Toksin ini mempengaruhi arah gerak sel darah putih dan bersifat termostabil. Toksin ini dibuat dalam suasana di mana : - Kompleks antigen zat anti menghasilkan suatu kompleks trimolekuler dari komplemen yang terdiri dari C5, C6 dan C7. - Streptokinase merubah plasminogen menjadi plasmin yang kemudian bereaksi dengan C3 sehingga menjadi C3 yang aktif.
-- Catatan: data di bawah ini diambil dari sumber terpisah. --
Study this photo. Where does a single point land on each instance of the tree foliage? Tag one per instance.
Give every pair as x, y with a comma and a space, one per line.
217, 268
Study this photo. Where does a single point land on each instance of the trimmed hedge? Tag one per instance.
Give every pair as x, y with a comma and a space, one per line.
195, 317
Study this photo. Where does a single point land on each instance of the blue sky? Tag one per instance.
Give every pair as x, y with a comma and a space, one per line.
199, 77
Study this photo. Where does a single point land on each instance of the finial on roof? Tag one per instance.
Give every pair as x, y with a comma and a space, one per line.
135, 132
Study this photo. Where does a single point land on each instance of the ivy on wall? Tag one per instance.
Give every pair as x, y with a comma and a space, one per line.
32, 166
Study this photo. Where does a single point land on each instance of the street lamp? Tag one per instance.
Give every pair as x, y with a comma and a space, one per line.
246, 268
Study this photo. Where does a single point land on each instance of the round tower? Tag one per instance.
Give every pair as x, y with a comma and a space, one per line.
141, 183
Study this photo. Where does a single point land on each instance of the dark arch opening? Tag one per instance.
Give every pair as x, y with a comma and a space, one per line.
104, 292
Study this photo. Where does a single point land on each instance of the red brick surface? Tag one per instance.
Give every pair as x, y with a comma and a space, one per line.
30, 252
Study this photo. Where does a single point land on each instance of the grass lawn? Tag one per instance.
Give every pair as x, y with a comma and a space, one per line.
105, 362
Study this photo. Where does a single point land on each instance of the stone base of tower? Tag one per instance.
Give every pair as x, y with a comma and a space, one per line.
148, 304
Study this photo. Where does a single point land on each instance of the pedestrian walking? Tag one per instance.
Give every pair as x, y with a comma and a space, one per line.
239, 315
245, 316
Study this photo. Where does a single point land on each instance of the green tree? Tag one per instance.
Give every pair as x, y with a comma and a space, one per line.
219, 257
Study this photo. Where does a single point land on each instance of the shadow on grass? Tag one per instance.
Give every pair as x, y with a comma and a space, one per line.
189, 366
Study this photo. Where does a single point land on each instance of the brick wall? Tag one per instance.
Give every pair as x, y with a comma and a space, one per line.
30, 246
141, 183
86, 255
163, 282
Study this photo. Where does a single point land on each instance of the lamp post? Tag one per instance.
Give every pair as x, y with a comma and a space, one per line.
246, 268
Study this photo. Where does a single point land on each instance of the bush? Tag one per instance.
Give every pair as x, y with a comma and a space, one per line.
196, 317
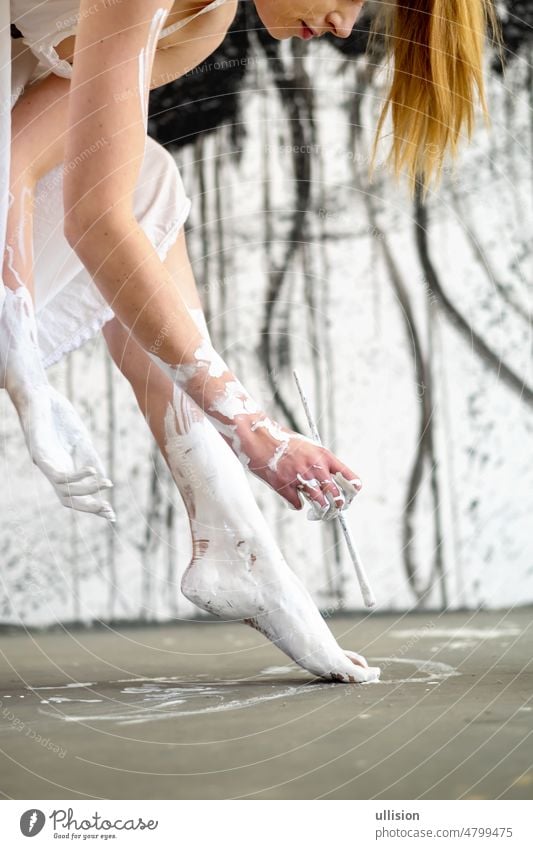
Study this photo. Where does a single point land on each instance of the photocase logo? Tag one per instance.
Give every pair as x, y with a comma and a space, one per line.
31, 822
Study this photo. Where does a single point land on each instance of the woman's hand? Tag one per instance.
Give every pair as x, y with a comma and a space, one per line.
296, 467
59, 443
60, 446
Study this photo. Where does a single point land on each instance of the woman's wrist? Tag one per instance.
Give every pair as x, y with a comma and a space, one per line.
21, 368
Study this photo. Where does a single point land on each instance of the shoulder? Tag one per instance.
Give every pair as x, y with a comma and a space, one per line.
205, 21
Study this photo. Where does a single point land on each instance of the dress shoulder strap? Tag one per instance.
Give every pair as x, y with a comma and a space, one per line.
179, 24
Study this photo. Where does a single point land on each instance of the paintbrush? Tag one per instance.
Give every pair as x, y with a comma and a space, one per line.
366, 591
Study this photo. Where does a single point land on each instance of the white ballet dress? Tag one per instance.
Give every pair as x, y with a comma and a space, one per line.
68, 305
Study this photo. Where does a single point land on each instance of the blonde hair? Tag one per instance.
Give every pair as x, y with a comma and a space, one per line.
437, 49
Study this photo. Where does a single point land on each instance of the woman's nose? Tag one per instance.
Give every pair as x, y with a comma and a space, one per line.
342, 23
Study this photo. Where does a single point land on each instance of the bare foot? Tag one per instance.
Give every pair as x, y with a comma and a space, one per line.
237, 570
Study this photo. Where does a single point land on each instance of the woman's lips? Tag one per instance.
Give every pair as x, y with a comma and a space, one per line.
306, 32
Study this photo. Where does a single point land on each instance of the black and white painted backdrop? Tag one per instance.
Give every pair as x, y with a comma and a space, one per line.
410, 324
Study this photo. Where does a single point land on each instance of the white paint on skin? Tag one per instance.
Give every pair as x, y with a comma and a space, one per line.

Pada penyakit granulomatosa septik kronik yang bersifat herediter sering ditemukan sebagai penyebabnya kuman Stafilokokus dan pada penyakit ini sel darah putih dapat melakukan fagositosis tetapi tidak dapat menghancurkan kumannya. f. Toksin eksfoliatif Toksin ini dihasilkan oleh Stafilokokus grup II dan merupakan suatu protein ekstraseluler yang tahan panas tetapi tidak tahan asam. Toksin ini dianggap sebagai penyebab Staphylococcal Scalded Skin Syndrome (SSS), yang antara lain meliputi dermatitis eksfoliativa pada neonatus (Ritters disease),impetigo bulosa, Staphylococcal scarlatiniform rash dan toksin epidermal nekrolisis pada orang dewasa. (Arif et al, 2000) Bakteriosin Toksin ini dihasilkan oleh Stafilokokus grup II dan merupakan suatu protein ekstraseluler yang dapat membunuh kuman positif Gram, yaitu dengan cara menghambat sintesis protein dan DNA tanpa menyebabkan lisis kuman (Arif et al, 2000). Eanterotoksin Toksin ini dibuat jika kuman ditanam dalam perbenihan semisolid dengan konsentrasi CO2 30%. Toksin ini terdiri dari protein yang bersifat : - Nonhemolitik - Nondermonekrotik - Nonparalitik - Termostabil, dalam air mendidih tahan selama 30 menit. - Tahan terhadap pepsin dan tripsin (Arif et al, 2000).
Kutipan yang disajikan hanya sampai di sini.